Since the TEMPer is an HID device there are Python drivers to read the sensor(s) on most every platform. I prefer the temper-python program available here: http://github.com/padelt/temper-python.git
Once you have the TEMPer inserted into a USB port and temper-python installed it is easy to read the device temperature:
# temper-poll Found 1 devices Device #0: 21.1°C 69.9°F
This shows the room temperature around my server is at 21.1 °C.
All Together Now
Assuming that you have one or more of these sources installed, then ntplogtemp brings them all together:
# ntplogtemp # time, sensor, value 1489794259 ZONE0 35.0 1489794259 LM0 34.000 1489794259 LM1 30.000 1489794259 LM2 28.000 1489794259 LM3 32.000 1489794259 LM4 27.000 1489794259 /dev/sda 29 1489794259 /dev/sdb 30 1489794259 /dev/sdc 36 1489794259 /dev/sdd 40 1489794260 TEMPER0 21.1 ^C
That gives you a nice profile of temperatures in and around your system.
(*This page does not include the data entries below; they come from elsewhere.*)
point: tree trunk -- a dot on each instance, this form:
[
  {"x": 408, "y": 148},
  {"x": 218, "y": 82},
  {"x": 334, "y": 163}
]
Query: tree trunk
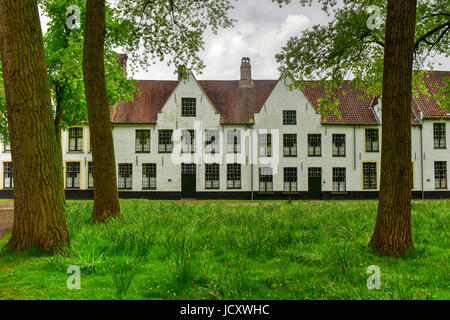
[
  {"x": 38, "y": 207},
  {"x": 106, "y": 198},
  {"x": 392, "y": 235}
]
But you probably do not want to have to run a spreadsheet by hand, so log all the data in the background then ntpviz can use it. This will log all your temperature data once every five minutes:
ntplogtemp -l /var/log/ntpstats/temps -w 300 &
And you are done, or rather started. Go away for 24 hours, then come back and look at your new ntpviz data.
Putting it all together, we get a lot of data. In a later blog post we’ll see a good way to put it to use. Here is a look at how all those temperatures look alongside the Local Clock Frequency Offset. That offset is shown here in red and is the NTP parameter most sensitive to temperature. To my eye the offset correlates best with LM1, the temperature of CPU core zero.